Not Just Deficits: How Trade Networks, Not Balances, Drive Currency Markets
May. 06, 2025
As governments contend with rising tariffs, economic nationalism, and geopolitical tensions—from the U.S.-China trade war to sanctions and supply chain shocks driven by war and climate change—understanding how trade influences currency markets has become a pressing concern.

A new study provides a fresh perspective. In , Ai Jun Hou (Stockholm University), Lucio Sarno of (Cambridge University), and Xiaoxia Ye (University of Nottingham) argue that the structure of global trade relationships —not just the size of a country’s trade balance—can help explain and predict movements in exchange rates.
Rather than treating trade as a collection of isolated deficits and surpluses, the authors view it as a network of imbalances, with each country connected to others through chains of exports and imports. Their central insight: a country’s position in this network matters as much as, if not more than, the size of its trade deficit or surplus.
A country that is deeply embedded in global trade flows—interacting with many others directly and indirectly—carries more systemic importance. If such a country runs a persistent imbalance, it creates more complex risks for investors and financial intermediaries who buy and sell its currency, the study shows. As a result, its currency must offer higher returns to compensate for that risk.
Beyond Simple Deficits
Economists have long used a country’s net trade position as a shorthand for currency pressure: more imports than exports, and the currency may weaken. But this ignores the tangled reality of global commerce. Changes in one trade relationship often affect others—and those effects ripple across borders.
To capture that complexity, the researchers construct what they call the trade imbalance network. Each link represents not just the volume of trade between two countries, but the direction of imbalance—who owes whom. They then calculate how central each country is within this network and combine that with a measure of how volatile its currency tends to be. The result is a score called the Centrality-Based Characteristic, or CBC.
What the CBC Reveals
Countries with high CBC scores, such as Mexico or New Zealand, are more central in the network and have more volatile currencies. Their currencies tend to offer higher expected returns, reflecting greater compensation for risk. Countries with low CBC scores, such as Japan or Thailand, are more peripheral and more stable; their currencies offer lower returns.
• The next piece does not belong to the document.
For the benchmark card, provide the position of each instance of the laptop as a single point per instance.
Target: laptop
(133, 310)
Using data from 41 currencies between 1995 and 2021, the authors find that the CBC is a strong predictor of exchange rate movements. Currencies ranked by CBC delivered consistently high returns relative to their risk—outperforming well-known strategies like the carry trade, which profits from differences in interest rates between countries.
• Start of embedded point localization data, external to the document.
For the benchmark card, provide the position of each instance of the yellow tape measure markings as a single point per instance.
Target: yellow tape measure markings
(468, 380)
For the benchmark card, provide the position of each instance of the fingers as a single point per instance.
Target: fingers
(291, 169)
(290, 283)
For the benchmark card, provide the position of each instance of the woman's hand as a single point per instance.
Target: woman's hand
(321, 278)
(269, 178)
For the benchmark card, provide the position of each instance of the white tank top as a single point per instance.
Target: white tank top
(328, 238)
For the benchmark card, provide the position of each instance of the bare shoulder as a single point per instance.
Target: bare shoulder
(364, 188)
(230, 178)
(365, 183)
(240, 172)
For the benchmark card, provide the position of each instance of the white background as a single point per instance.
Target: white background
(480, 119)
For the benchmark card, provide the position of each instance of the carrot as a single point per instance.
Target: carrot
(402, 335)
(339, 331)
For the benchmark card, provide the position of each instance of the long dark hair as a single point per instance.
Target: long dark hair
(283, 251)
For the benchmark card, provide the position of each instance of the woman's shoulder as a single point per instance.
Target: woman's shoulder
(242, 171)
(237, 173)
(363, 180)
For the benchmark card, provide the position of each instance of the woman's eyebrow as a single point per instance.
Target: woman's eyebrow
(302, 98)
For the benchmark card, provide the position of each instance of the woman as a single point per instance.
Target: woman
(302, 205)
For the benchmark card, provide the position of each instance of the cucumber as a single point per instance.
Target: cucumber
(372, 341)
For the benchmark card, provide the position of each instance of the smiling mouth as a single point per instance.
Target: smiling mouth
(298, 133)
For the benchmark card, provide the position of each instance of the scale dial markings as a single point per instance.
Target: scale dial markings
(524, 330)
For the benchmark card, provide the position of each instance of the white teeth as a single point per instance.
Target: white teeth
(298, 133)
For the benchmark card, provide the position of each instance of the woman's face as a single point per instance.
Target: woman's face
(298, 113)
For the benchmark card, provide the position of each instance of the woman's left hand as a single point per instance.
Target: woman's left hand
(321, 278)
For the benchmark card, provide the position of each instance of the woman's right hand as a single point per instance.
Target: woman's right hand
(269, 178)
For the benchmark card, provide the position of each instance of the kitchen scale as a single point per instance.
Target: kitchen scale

“Sorting currencies on CBC generates strong predictability of currency excess returns,” the authors write. “The CBC factor captures different information” than other well-known indicators, such as interest rate spreads or market volatility.
The Domino Effect of Trade Shocks
The framework also helps explain why trade conflicts have global consequences. During the 2018-2019 U.S.-China trade war, it was not only the yuan and the dollar that moved. Currencies in countries such as South Korea, Mexico, and Thailand also responded—despite not being directly involved.
The authors show how such shocks cascade through the trade imbalance network, influencing investor behavior and altering currency risk even in places far from the original dispute.
Implications for Investors and Policymakers
For central banks, finance ministries, and investors, the CBC offers a more nuanced view of currency risk, the authors say. It suggests that interconnectedness, not just imbalance size, plays a critical role. And it helps explain why countries facing similar trade gaps can see different currency outcomes.
The CBC also correlates with—but does not replicate—conventional risk metrics such as the VIX index or TED spread. It captures structural features of the global economy that these market-based gauges may overlook.
In a world where trade tensions flare unpredictably and supply chains are under strain, understanding how currencies respond requires more than bilateral thinking. This paper suggests that to grasp the movements of money, one must first follow the flows of goods—and trace the web they weave.